Adam se aferraba obstinadamente a su lugar, mencionando frenéticamente a Gentry como si pudiera salvarlo.

Después de todo, su madre y Gentry habían sido hermanos.

Su madre había adorado a Gentry e incluso una vez había arriesgado todo para salvarlo de las garras de la muerte.

Adam entendía que era por su madre que Dante estaba siendo cortés.

Pero esos viejos lazos se desvanecerían una vez que su madre muriera, y la conexión entre sus familias se adelgazaría aún más si Gentry falleciera.

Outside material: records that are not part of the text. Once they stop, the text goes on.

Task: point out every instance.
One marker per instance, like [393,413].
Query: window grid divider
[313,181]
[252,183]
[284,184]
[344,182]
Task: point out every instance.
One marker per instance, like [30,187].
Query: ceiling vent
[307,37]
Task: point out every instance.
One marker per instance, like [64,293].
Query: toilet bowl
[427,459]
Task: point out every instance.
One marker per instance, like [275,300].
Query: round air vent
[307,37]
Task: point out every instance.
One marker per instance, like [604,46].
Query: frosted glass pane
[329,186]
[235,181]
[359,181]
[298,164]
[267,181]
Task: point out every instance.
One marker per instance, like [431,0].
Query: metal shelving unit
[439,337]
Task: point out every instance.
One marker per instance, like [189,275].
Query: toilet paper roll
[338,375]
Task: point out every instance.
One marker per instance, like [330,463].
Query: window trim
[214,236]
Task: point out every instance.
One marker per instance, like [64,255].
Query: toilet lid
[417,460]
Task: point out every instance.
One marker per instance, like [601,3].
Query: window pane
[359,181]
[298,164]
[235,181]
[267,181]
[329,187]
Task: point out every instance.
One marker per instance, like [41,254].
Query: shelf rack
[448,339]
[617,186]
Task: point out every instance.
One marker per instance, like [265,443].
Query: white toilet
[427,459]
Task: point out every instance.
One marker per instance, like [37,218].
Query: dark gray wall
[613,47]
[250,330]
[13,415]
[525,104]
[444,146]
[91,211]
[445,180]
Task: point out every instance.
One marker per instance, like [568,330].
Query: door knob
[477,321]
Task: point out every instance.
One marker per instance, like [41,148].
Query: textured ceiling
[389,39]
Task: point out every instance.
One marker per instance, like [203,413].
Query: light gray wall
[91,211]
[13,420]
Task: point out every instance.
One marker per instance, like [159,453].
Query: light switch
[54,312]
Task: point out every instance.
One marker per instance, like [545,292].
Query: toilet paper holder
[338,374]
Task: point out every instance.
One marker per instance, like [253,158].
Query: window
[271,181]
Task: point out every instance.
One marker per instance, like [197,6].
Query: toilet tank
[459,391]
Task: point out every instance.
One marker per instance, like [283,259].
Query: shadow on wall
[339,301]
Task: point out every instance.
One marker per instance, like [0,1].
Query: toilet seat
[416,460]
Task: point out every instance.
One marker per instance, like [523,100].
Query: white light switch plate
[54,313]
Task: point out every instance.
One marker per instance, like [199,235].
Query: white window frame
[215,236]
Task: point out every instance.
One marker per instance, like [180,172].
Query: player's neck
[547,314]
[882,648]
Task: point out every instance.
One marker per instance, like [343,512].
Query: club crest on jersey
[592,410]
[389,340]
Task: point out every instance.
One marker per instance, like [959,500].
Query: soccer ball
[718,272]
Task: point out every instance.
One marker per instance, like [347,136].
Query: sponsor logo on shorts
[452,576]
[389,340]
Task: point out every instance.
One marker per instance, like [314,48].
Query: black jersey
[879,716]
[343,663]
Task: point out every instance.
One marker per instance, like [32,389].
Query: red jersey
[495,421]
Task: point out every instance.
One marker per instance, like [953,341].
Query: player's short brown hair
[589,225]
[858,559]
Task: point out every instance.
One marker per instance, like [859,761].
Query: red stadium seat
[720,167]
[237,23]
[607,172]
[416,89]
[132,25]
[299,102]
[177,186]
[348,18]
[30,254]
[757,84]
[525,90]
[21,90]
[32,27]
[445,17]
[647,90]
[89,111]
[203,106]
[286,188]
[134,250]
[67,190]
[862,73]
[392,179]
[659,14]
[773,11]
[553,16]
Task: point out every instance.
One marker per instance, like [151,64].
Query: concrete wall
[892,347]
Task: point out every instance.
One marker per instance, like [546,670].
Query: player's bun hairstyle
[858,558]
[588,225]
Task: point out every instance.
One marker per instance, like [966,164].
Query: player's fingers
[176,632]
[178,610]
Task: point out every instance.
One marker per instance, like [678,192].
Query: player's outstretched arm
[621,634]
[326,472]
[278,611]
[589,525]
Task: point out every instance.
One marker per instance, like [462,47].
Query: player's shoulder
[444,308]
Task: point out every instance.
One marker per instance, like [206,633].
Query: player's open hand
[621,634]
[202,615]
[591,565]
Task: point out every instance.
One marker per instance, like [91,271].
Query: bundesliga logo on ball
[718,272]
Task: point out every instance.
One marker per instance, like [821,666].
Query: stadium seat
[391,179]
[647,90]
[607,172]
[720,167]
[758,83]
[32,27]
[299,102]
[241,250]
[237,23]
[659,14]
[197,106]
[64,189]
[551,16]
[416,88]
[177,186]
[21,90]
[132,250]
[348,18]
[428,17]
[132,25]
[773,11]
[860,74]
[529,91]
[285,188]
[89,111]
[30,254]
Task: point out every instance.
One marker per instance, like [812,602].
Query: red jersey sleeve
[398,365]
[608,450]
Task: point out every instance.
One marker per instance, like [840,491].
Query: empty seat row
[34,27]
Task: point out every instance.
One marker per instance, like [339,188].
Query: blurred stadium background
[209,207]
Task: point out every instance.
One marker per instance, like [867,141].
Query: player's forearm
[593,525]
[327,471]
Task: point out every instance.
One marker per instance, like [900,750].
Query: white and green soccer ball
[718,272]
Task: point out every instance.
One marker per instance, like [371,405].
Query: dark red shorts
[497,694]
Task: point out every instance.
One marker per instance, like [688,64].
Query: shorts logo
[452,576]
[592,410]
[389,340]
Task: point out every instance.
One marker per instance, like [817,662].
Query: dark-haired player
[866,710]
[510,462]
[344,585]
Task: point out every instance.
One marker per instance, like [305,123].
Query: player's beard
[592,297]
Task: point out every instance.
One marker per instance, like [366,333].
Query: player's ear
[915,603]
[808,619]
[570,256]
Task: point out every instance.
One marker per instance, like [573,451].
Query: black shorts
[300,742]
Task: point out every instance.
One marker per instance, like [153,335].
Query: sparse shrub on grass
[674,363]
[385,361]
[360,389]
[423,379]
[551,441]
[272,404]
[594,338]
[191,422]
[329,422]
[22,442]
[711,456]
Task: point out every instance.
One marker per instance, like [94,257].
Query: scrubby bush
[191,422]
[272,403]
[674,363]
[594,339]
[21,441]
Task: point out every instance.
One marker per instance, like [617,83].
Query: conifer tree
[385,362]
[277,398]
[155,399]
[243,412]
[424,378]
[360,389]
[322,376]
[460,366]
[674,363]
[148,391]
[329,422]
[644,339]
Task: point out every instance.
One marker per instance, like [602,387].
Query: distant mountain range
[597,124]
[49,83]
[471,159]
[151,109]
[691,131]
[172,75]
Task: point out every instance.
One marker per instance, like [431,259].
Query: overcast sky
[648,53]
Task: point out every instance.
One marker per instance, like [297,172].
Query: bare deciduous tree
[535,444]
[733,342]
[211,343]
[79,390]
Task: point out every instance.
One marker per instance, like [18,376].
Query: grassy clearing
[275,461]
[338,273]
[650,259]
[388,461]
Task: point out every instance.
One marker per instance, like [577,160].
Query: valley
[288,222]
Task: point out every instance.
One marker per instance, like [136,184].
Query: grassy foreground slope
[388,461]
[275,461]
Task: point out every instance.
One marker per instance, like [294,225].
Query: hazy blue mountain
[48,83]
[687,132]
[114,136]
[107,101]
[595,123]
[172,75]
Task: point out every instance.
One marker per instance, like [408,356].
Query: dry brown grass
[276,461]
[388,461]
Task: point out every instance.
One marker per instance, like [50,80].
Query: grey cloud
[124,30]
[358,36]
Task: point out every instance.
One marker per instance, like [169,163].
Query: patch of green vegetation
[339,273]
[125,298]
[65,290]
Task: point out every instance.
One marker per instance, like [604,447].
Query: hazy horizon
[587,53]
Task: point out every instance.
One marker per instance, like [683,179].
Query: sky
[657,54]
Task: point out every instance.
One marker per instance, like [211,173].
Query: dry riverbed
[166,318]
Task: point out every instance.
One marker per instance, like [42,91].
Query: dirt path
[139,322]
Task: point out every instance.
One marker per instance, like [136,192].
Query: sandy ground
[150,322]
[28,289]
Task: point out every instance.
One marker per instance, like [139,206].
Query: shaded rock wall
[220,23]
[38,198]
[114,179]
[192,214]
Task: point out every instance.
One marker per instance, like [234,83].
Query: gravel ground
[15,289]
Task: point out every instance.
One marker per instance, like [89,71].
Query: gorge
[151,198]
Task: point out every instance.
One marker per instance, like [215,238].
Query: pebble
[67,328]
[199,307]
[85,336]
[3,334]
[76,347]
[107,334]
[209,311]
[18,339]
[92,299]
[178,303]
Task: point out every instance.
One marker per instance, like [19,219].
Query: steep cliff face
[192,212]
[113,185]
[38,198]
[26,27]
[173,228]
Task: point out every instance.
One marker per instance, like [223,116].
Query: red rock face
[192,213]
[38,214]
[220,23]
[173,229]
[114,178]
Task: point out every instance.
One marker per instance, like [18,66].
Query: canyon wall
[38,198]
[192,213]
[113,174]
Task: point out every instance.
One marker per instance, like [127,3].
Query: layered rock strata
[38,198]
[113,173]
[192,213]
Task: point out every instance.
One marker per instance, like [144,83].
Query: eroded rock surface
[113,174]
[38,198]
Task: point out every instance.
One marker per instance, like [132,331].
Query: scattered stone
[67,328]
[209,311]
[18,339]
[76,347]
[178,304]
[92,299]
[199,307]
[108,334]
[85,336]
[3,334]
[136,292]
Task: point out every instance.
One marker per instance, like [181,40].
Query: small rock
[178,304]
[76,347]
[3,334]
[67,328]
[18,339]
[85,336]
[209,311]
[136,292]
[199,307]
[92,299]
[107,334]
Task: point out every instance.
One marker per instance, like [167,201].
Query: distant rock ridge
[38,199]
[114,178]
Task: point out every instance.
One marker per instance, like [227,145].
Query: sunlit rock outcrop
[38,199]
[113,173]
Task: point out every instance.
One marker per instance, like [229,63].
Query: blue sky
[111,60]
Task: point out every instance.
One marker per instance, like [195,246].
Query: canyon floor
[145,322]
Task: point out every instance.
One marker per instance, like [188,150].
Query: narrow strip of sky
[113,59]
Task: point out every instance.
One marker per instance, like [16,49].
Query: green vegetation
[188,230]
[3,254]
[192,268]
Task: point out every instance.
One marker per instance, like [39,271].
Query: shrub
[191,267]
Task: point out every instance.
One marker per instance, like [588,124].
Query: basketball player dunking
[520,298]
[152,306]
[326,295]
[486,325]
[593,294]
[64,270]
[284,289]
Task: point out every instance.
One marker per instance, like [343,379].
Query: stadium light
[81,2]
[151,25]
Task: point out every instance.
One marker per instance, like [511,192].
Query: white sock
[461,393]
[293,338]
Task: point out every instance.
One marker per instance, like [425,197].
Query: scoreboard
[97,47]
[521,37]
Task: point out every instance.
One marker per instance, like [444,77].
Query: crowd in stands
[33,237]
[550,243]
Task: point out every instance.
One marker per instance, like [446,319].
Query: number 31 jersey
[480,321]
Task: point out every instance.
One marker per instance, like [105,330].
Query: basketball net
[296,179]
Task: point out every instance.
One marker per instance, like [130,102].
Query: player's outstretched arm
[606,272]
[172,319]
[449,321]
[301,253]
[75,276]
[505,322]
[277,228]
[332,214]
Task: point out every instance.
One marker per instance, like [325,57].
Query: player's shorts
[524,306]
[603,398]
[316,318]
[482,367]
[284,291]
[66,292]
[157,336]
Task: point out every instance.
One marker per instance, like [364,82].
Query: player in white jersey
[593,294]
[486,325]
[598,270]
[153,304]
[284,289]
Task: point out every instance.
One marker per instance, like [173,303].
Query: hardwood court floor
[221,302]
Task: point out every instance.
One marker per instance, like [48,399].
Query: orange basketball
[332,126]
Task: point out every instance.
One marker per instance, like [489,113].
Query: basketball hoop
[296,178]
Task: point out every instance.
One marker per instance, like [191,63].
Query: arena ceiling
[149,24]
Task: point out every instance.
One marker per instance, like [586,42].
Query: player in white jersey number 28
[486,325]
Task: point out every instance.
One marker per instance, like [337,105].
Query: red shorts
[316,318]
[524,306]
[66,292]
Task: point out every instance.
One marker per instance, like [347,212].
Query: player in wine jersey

Sin el apoyo de la familia Madrigal, no quedaría nada más que un hilo hueco de parentesco, uno que no impediría que su familia cayera en la irrelevancia.

El tono de Dante se endureció, sin dejar espacio para discusión.

—No lo entiendes, ¿verdad?

Esta es la elección de mi padre.

Ahora, por favor, no hagas esto más difícil de lo necesario.

La realidad golpeó a Adam.

Así que, por eso Gentry no había salido él mismo, solo había enviado a Chad para entregar su decisión.

La verdad era simple, Gentry ya había apostado todo por Amelia, confiando en ella el destino de Emily.

Las manos de Adam se cerraron en puños apretados, su mandíbula tensa en furia silenciosa.

¿Cómo podía Gentry confiar en una extraña más que en él?

Si Gentry le hubiera dado solo una porción del imperio de la familia Madrigal, su familia habría significado algo ahora.

No habrían pasado todos estos años arrastrándose en la sombra de la familia Madrigal, obligados a observar desde los márgenes.

Podría haberle mostrado a todos de lo que era capaz, podría haber convertido a su familia en una verdadera dinastía, igual que Dante.

Pero no.

Cada vez que su familia aparecía, las mismas palabras los seguían.

«Solo están donde están gracias a los Madrigal».

Para Adam, la frase picaba como sal en una herida.

¿Era realmente tan inútil?

¿Qué tenía Dante que él no tuviera?

Toda su vida había sido una larga comparación, cada éxito, cada fracaso, pesado y medido contra el otro.

Y ahora incluso sus hijos estaban atrapados en el mismo juego cruel.

«Ivan nunca será tan bueno como Eugene».